Die Europäische Union hat Sanktionen gegen China beschlossen. Die EU reagiert damit auf die Unterdrückung der Uiguren in China.

China reagiert mit Sanktionen

Als Reaktion auf den Schritt der EU kündigte China Sanktionen gegen zehn EU-Vertreter an, darunter den deutschen Politiker Reinhard Butikofer und vier Einrichtungen, die von Peking beschuldigt werden, der Souveränität und den Interessen Chinas in Xinjiang zu schaden. Das chinesische Außenministerium forderte die EU auf, den „Fehler zu korrigieren“ und sich nicht in die inneren Angelegenheiten Chinas einzumischen.

Der chinesische EU-Botschafter Zhang Ming hatte die EU-Pläne schon im Vorfeld scharf kritisiert. „Sanktionen sind konfrontativ“, ließ er mitteilen. Sein Land wolle Dialog, werde aber nicht klein beigeben, wenn andere auf Konfrontation bestehen sollten. „Es ist die Verantwortung der chinesischen Regierung, die Sicherheit und das Wohlergehen der Menschen in China sicherzustellen.“

Bereits im vergangenen Jahr hatte sich Peking „tief besorgt“ über EU-Sanktionen gezeigt, die wegen Cyberangriffen gegen ein Unternehmen und zwei Hacker aus China verhängt wurden. Die Betroffenen haben nach Auffassung der EU weltweit Informationssysteme multinationaler Unternehmen angegriffen.

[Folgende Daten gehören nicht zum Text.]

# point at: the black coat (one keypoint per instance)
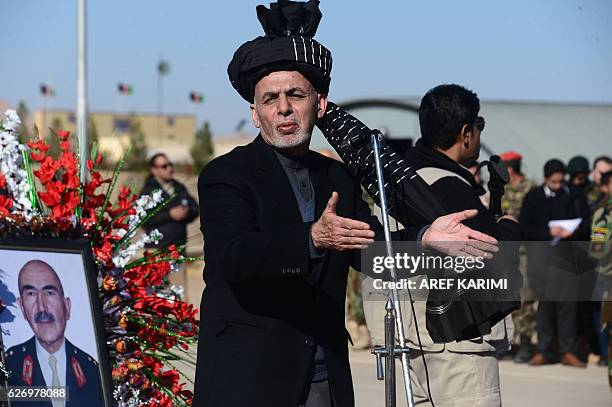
(21, 360)
(174, 232)
(267, 304)
(563, 271)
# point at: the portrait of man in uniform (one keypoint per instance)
(48, 358)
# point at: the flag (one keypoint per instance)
(125, 89)
(46, 90)
(196, 97)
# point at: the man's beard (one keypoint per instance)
(298, 139)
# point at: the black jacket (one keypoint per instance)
(563, 271)
(267, 304)
(174, 232)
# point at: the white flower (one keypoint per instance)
(7, 138)
(12, 120)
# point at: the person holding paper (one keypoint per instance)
(552, 278)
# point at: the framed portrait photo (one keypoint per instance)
(52, 334)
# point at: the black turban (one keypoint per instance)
(287, 46)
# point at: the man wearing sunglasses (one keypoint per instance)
(465, 372)
(172, 219)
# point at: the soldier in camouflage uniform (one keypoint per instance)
(595, 196)
(512, 201)
(601, 241)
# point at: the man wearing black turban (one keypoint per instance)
(282, 225)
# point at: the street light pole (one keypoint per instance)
(82, 87)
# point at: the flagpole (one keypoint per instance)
(82, 88)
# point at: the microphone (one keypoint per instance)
(359, 140)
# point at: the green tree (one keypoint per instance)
(137, 159)
(202, 149)
(23, 113)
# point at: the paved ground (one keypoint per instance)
(521, 386)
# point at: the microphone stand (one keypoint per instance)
(393, 317)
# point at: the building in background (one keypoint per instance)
(172, 134)
(539, 130)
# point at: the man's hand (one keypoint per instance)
(178, 213)
(448, 235)
(334, 232)
(507, 217)
(561, 233)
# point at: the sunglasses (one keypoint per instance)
(479, 123)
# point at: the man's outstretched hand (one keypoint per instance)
(448, 235)
(334, 232)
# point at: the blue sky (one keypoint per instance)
(546, 50)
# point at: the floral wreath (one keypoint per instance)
(147, 325)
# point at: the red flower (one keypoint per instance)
(39, 145)
(63, 135)
(6, 204)
(51, 197)
(47, 170)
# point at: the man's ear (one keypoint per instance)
(254, 116)
(68, 304)
(466, 132)
(20, 303)
(321, 105)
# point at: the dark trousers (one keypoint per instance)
(319, 395)
(556, 318)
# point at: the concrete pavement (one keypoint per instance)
(521, 385)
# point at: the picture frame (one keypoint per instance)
(50, 299)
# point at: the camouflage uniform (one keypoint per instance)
(523, 318)
(593, 193)
(601, 249)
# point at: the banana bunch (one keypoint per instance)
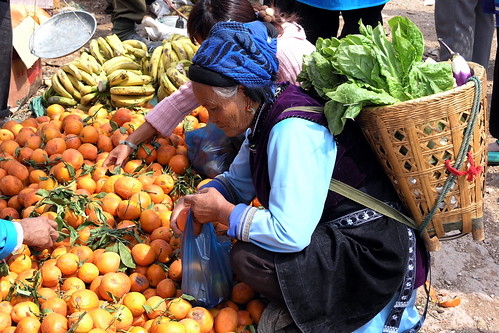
(86, 79)
(169, 64)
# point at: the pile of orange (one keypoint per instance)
(74, 287)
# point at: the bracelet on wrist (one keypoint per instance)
(129, 144)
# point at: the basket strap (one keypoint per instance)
(370, 202)
(461, 156)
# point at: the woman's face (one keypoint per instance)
(229, 114)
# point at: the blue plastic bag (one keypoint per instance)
(210, 151)
(206, 272)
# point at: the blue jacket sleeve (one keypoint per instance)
(8, 238)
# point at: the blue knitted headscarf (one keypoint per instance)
(237, 53)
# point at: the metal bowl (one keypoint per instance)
(63, 34)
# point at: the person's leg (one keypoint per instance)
(455, 24)
(5, 57)
(369, 16)
(318, 22)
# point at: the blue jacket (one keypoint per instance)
(343, 4)
(8, 238)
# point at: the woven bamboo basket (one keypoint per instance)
(413, 139)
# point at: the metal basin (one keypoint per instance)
(63, 34)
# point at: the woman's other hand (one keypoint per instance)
(39, 232)
(118, 156)
(208, 205)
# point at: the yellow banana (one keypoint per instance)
(133, 90)
(73, 70)
(124, 65)
(167, 85)
(87, 90)
(64, 80)
(95, 51)
(105, 48)
(176, 77)
(128, 101)
(115, 42)
(75, 82)
(136, 44)
(136, 80)
(117, 77)
(82, 65)
(179, 49)
(88, 79)
(154, 62)
(59, 88)
(61, 100)
(88, 98)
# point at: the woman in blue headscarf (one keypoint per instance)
(328, 263)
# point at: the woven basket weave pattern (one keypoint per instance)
(413, 139)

Studenten protestieren auf dem Tiananmen-Platz, 1989
APA/AFP/Catherine Henriette
Studentenprotest auf dem Tiananmen-Platz im April 1989 – wenig später verübte die Armee ein Massaker

Schallenberg sieht „wichtiges Signal“

Wegen Menschenrechtsverletzungen hatte die EU zuletzt nach dem Massaker auf dem Platz des Himmlischen Friedens in Peking 1989 Strafmaßnahmen gegen China verhängt. Sie umfassen unter anderem ein Waffenembargo, das bis heute gilt. Bei der blutigen Niederschlagung der Demokratiebewegung waren bei einem Einsatz der Volksbefreiungsarmee gegen friedliche Demonstranten Hunderte Menschen ums Leben gekommen. Die genaue Zahl ist bis heute nicht bekannt.

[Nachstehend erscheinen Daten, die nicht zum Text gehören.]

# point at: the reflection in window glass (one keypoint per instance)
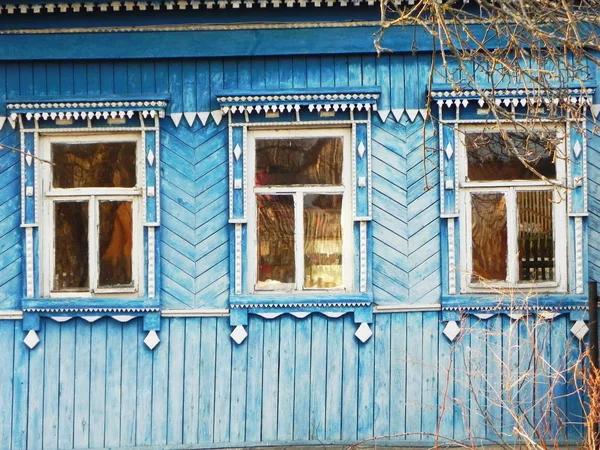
(307, 161)
(97, 164)
(535, 239)
(492, 158)
(276, 264)
(71, 246)
(323, 241)
(115, 243)
(488, 226)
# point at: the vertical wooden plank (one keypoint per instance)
(97, 382)
(191, 381)
(287, 354)
(350, 381)
(286, 73)
(272, 73)
(52, 78)
(175, 383)
(93, 78)
(254, 393)
(223, 381)
(20, 390)
(239, 373)
(114, 348)
(430, 380)
(203, 86)
(340, 64)
(258, 73)
(80, 79)
(39, 79)
(160, 379)
(302, 389)
(494, 377)
(189, 85)
(143, 405)
(366, 373)
(66, 387)
(270, 380)
(51, 379)
(208, 346)
(333, 412)
(107, 78)
(148, 77)
(7, 337)
(299, 68)
(134, 77)
(354, 71)
(381, 407)
(81, 408)
(313, 71)
(446, 362)
(327, 71)
(121, 79)
(26, 78)
(176, 86)
(66, 78)
(318, 377)
(414, 372)
(129, 380)
(244, 73)
(36, 388)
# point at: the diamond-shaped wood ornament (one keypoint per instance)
(451, 330)
(449, 150)
(577, 149)
(32, 339)
(239, 334)
(237, 152)
(364, 332)
(361, 149)
(150, 157)
(152, 339)
(579, 329)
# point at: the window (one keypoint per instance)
(299, 197)
(513, 217)
(91, 230)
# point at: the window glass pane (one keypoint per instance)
(536, 240)
(307, 161)
(488, 228)
(491, 158)
(71, 248)
(115, 243)
(95, 164)
(323, 241)
(276, 266)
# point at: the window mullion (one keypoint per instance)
(299, 238)
(93, 236)
(511, 235)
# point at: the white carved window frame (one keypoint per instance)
(509, 190)
(297, 191)
(49, 196)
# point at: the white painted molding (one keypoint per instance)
(208, 312)
(379, 309)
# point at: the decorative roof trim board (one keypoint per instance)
(512, 96)
(104, 6)
(87, 109)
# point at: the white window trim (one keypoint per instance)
(509, 188)
(49, 195)
(347, 222)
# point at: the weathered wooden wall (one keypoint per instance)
(97, 385)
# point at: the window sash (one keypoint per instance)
(298, 192)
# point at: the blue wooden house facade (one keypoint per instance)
(172, 277)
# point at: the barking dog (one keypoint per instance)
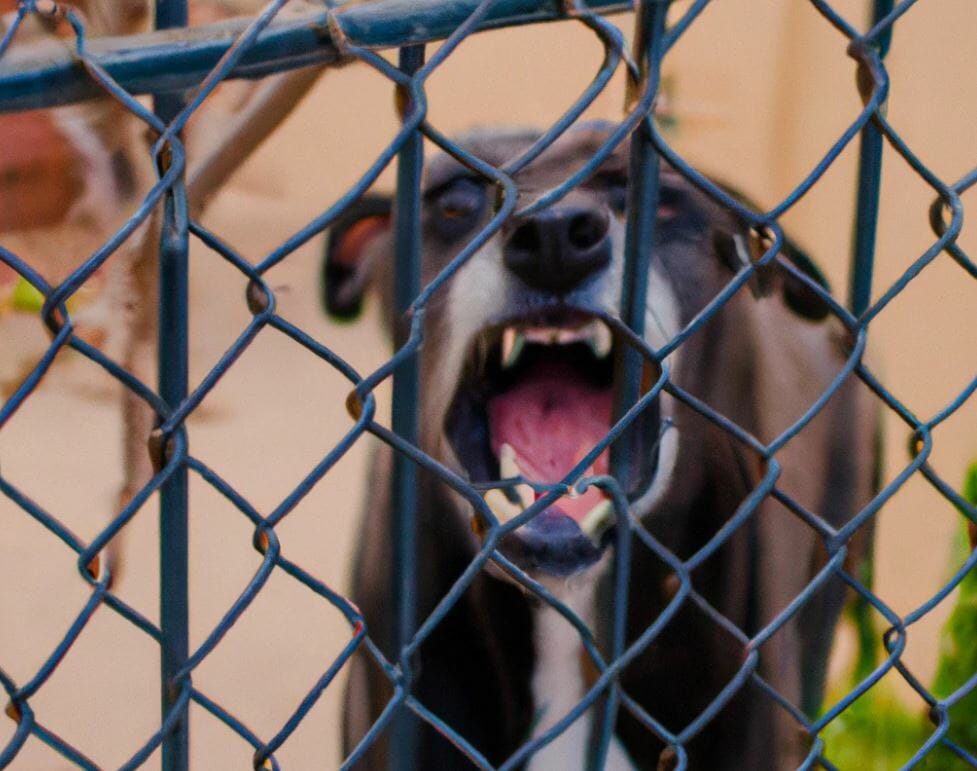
(517, 382)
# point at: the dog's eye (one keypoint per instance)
(458, 206)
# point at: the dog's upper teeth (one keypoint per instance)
(543, 335)
(600, 339)
(513, 341)
(502, 507)
(508, 467)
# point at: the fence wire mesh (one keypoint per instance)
(330, 34)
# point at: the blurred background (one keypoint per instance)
(758, 93)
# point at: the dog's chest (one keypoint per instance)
(558, 685)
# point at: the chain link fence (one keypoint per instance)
(182, 68)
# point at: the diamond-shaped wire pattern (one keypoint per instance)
(341, 34)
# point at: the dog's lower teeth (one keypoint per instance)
(513, 341)
(598, 518)
(600, 340)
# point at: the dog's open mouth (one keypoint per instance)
(536, 398)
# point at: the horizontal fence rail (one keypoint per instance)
(180, 68)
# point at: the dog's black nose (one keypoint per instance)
(558, 248)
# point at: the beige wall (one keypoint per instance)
(760, 91)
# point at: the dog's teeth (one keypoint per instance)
(600, 339)
(502, 507)
(513, 342)
(596, 520)
(508, 467)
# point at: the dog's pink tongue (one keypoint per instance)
(552, 419)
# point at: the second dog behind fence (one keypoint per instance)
(517, 375)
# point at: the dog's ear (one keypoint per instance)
(739, 249)
(347, 265)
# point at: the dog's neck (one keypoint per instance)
(559, 683)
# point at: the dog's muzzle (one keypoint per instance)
(535, 399)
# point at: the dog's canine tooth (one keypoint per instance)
(502, 507)
(513, 341)
(596, 519)
(600, 340)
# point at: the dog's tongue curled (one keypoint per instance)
(552, 418)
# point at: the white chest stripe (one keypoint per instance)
(558, 686)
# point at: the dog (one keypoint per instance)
(517, 371)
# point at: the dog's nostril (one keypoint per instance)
(526, 238)
(586, 230)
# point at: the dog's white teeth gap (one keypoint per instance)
(600, 340)
(502, 507)
(513, 341)
(597, 519)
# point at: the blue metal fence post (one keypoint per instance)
(406, 395)
(629, 364)
(173, 382)
(869, 186)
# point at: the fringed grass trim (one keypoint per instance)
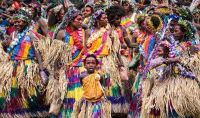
(3, 54)
(6, 70)
(111, 69)
(25, 115)
(120, 108)
(193, 62)
(183, 94)
(85, 109)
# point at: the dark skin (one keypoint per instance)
(90, 65)
(74, 25)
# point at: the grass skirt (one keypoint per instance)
(114, 88)
(86, 109)
(20, 90)
(174, 96)
(74, 92)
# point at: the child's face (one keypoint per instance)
(160, 51)
(90, 64)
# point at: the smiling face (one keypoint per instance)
(103, 20)
(87, 11)
(61, 13)
(178, 34)
(90, 64)
(20, 24)
(77, 23)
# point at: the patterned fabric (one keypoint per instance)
(76, 40)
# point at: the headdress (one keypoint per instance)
(154, 23)
(69, 16)
(189, 30)
(23, 14)
(185, 13)
(94, 17)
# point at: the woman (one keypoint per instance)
(107, 49)
(20, 74)
(39, 24)
(147, 39)
(72, 34)
(55, 18)
(93, 103)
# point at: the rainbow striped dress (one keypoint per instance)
(20, 101)
(74, 88)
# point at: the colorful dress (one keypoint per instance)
(74, 89)
(20, 81)
(93, 103)
(105, 49)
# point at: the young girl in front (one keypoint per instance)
(93, 103)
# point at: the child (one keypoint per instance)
(93, 103)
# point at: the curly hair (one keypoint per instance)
(114, 11)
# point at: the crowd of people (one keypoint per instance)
(100, 58)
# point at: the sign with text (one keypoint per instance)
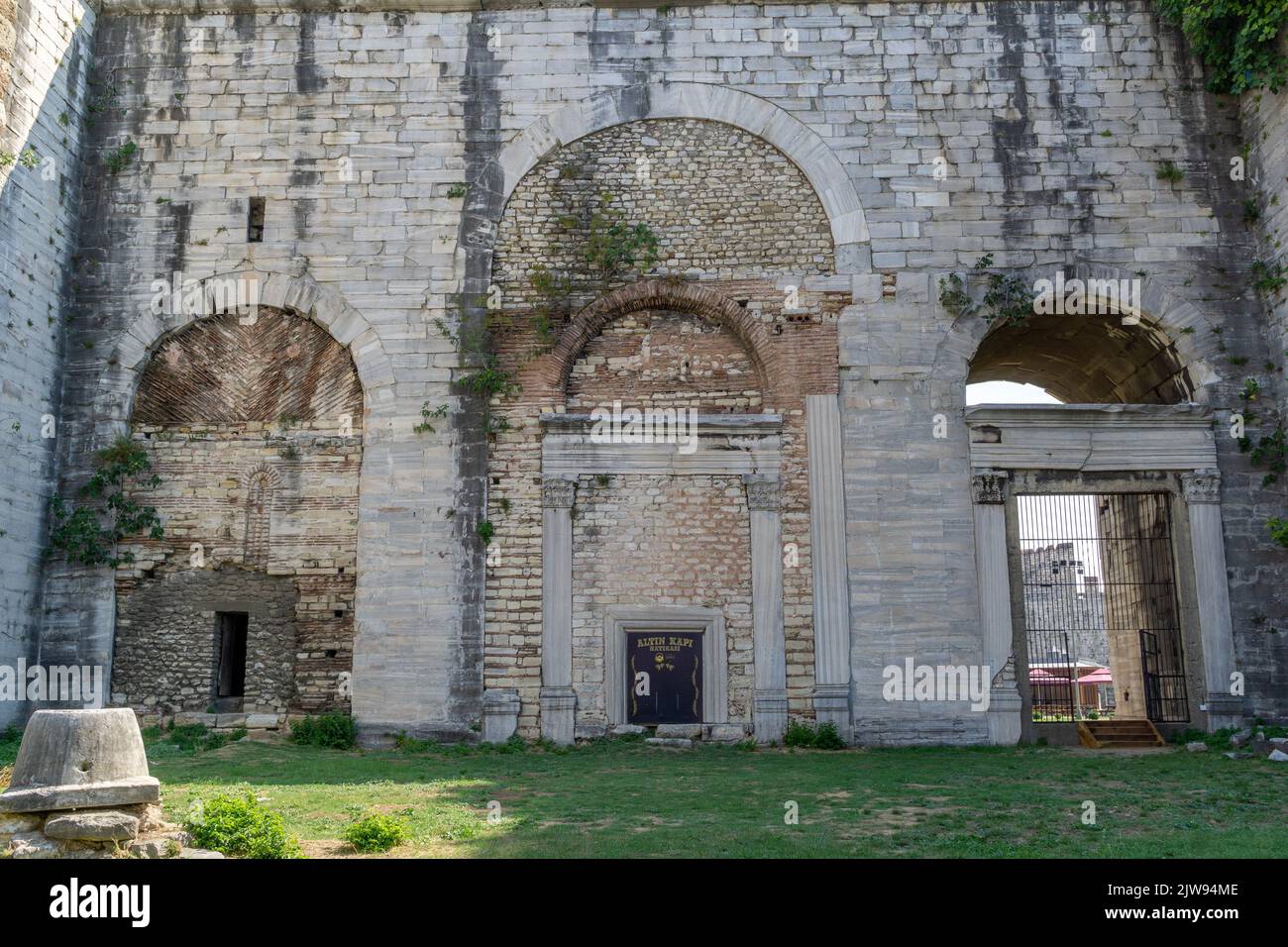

Die EU setzt für die Sanktionen einen im Dezember verabschiedeten Rechtsrahmen ein, durch den Menschenrechtsverletzungen weltweit besser geahndet werden sollen. Erstmals hatte die EU Anfang März im Fall des inhaftierten russischen Oppositionellen Alexej Nawalny davon Gebrauch gemacht.

ÖVP-Außenminister Alexander Schallenberg bezeichnete den Schritt gegen China am Montag als ein „wichtiges Signal“. „Der Einsatz für Menschenrechte kann keinen Lockdown kennen. Mit diesem Menschenrechtssanktionsregime haben wir endlich ein wertegerechtes Werkzeug zur Hand, mit dem wir schneller und flexibler agieren können“, sagte Schallenberg.

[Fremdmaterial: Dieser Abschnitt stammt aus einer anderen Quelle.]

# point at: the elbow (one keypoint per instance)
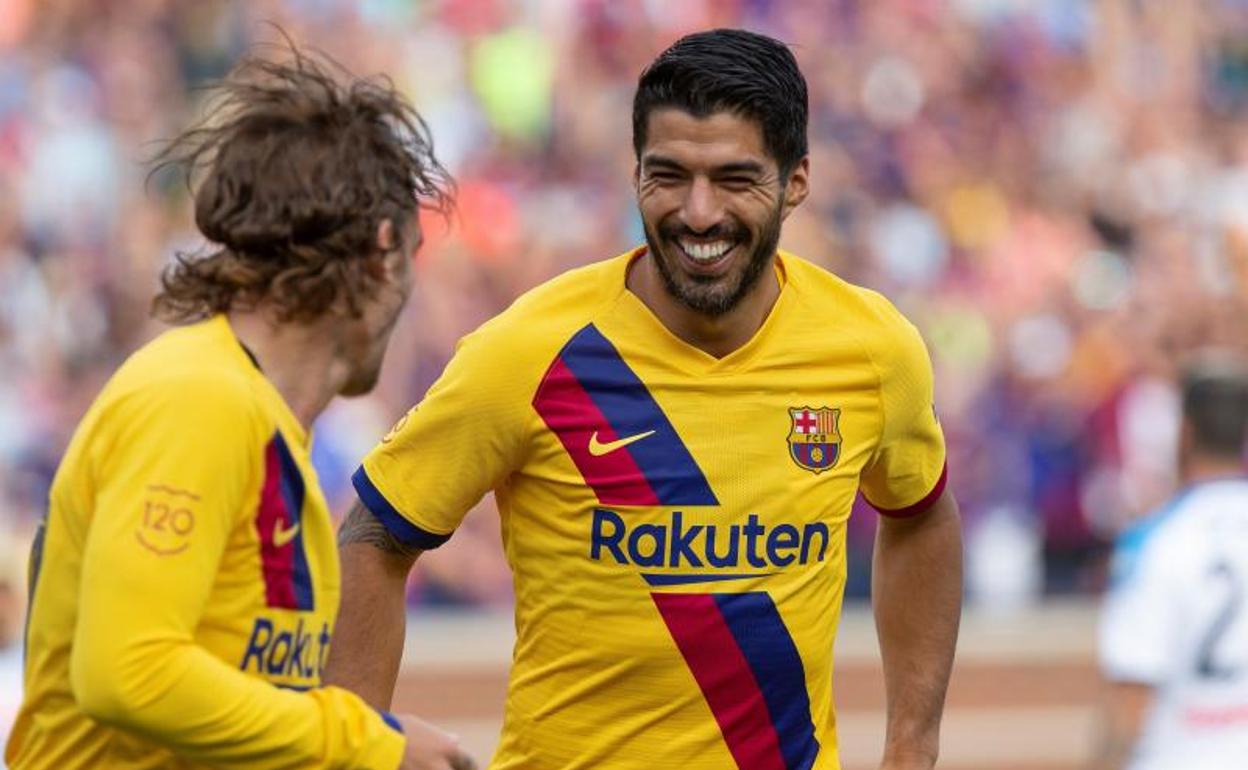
(99, 688)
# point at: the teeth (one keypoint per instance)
(705, 252)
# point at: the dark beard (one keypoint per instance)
(702, 295)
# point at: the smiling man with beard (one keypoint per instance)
(675, 438)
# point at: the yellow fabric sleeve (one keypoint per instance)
(458, 443)
(170, 484)
(907, 468)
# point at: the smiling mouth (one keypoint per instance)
(705, 253)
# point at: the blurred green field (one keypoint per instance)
(1022, 696)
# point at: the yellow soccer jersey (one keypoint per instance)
(187, 565)
(675, 523)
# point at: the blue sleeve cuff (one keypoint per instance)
(391, 721)
(403, 531)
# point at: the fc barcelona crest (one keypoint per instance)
(815, 438)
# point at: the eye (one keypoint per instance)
(664, 176)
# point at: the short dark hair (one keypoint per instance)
(295, 166)
(1216, 404)
(744, 73)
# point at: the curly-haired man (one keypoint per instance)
(185, 580)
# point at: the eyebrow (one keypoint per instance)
(662, 161)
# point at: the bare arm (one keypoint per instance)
(1126, 706)
(916, 589)
(368, 637)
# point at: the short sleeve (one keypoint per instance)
(1137, 640)
(447, 452)
(906, 473)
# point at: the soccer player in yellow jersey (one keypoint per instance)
(185, 582)
(675, 438)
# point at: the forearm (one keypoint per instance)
(367, 644)
(917, 595)
(180, 696)
(1123, 715)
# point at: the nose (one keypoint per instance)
(703, 209)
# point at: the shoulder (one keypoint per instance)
(1150, 543)
(543, 318)
(184, 375)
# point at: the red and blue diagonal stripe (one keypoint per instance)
(749, 670)
(285, 568)
(589, 389)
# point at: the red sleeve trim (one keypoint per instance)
(921, 506)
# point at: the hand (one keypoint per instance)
(909, 760)
(431, 749)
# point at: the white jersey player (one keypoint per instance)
(1174, 632)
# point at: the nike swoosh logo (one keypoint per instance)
(598, 448)
(281, 537)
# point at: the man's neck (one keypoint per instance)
(297, 358)
(714, 335)
(1202, 467)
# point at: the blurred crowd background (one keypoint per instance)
(1056, 192)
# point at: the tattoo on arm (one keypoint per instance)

Schilderungen einer Betroffenen

Jüngst hatte die in Frankreich lebende Exiluigurin Gulbahar Haitiwaji in einem Buch über ihre Misshandlung als Mitglied der muslimischen Minderheit in ihrer Heimat berichtet. Das Buch mit dem Titel „Rescapee du goulag chinois“ (Überlebende des chinesischen Gulags) erschien im Jänner in Frankreich und wird derzeit ins Englische übersetzt. Haitiwaji schildert darin, wie ihr Arbeitgeber, ein chinesischer Ölkonzern, sie im November 2016 zu einer Dienstreise nach China aufforderte – nach zehnjährigem Aufenthalt in Frankreich.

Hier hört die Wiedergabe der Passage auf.